Roland Garros: Horacio Zeballos y Marcel Granollers se consagran bicampeones
Una dupla para la historia que reinan otra vez en París y conquistan su tercer título de Grand Slam juntos tras vencer a Harri Heliovaara y Henry Patten

Horacio Zeballos y Marcel Granollers volvieron a escribir una página dorada en París. La dupla hispano-argentina defendió con éxito la corona de Roland Garros y conquistó su tercer título de Grand Slam juntos tras una actuación dominante en la final.

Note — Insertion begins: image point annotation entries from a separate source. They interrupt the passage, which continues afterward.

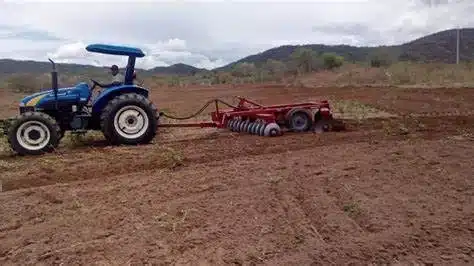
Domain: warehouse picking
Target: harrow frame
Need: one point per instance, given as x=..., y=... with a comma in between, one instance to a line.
x=275, y=115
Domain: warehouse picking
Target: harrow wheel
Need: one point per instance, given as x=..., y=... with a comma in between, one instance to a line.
x=129, y=119
x=34, y=133
x=299, y=120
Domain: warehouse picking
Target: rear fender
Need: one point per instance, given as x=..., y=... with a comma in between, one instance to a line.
x=108, y=94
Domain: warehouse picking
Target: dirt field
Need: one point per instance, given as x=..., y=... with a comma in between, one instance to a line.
x=393, y=189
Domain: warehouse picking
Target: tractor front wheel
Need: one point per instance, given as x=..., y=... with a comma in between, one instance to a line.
x=129, y=119
x=33, y=133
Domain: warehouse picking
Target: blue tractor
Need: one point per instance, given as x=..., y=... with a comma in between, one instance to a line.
x=123, y=112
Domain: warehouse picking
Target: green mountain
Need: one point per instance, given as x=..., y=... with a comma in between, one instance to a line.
x=437, y=47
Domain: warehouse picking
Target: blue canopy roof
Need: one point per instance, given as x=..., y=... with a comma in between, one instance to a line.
x=115, y=50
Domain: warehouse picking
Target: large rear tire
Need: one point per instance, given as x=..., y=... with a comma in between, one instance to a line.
x=129, y=119
x=33, y=133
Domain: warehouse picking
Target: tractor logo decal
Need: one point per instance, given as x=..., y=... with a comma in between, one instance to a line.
x=35, y=100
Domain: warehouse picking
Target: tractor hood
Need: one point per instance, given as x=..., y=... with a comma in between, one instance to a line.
x=34, y=99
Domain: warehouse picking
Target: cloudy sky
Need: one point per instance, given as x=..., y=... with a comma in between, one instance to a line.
x=209, y=34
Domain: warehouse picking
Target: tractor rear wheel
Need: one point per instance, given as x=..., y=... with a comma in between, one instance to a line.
x=33, y=133
x=129, y=119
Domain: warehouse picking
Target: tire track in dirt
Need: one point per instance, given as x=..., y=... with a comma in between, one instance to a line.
x=231, y=145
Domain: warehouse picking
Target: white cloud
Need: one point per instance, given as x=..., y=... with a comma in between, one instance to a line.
x=210, y=34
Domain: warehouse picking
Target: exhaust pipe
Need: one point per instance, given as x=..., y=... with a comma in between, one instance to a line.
x=54, y=82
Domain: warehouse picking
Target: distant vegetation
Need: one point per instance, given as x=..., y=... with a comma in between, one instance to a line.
x=427, y=60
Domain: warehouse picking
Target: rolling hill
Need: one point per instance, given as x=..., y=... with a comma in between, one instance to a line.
x=437, y=47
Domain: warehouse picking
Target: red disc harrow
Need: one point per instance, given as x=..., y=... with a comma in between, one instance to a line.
x=251, y=117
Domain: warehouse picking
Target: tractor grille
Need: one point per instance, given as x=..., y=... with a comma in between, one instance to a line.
x=25, y=109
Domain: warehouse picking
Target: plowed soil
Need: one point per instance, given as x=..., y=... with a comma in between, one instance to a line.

La final enfrentaba a las dos mejores parejas del mundo. Los máximos favoritos, Horacio Zeballos y Marcel Granollers, llegaban como campeones defensores, líderes del ranking por equipos y con dos títulos de Grand Slam en su historial conjunto: Roland Garros y US Open 2025. En semifinales habían derrotado a Simone Bolelli y Andrea Vavassori por 7-6(4) y 6-4, tomándose revancha de recientes derrotas sufridas ante los italianos.
Del otro lado aparecían los segundos cabezas de serie, Harri Heliovaara y Henry Patten, campeones de Grand Slam y finalistas tras una sólida campaña en París. El choque reunía por primera vez en la historia reciente de Roland Garros a los preclasificados N°1 y N°2 en la definición masculina de dobles.

La final comenzó con tensión y altísimo nivel. Zeballos y Granollers golpearon primero al aprovechar las imprecisiones de Heliovaara con el saque y consiguieron un quiebre tempranero. Aunque los británico-finlandeses reaccionaron para equilibrar el marcador, la experiencia de los defensores del título terminó inclinando la balanza. Con Granollers dominando desde el fondo y Zeballos firme en la red, la dupla hispano-argentina recuperó la ventaja en el tramo decisivo y cerró el parcial por 6-4 tras 43 minutos de juego.
El segundo capítulo fue prácticamente un monólogo de los campeones. Patten cometió errores poco habituales en el inicio y Zeballos-Granollers aprovecharon cada oportunidad para tomar distancia rápidamente. Con el control absoluto de los intercambios y una eficacia notable en los puntos importantes, los números uno del cuadro neutralizaron cualquier intento de reacción de sus rivales. El 6-2 definitivo reflejó la superioridad mostrada durante toda la tarde parisina y selló una defensa impecable del título, lograda sin ceder un solo set en todo el torneo.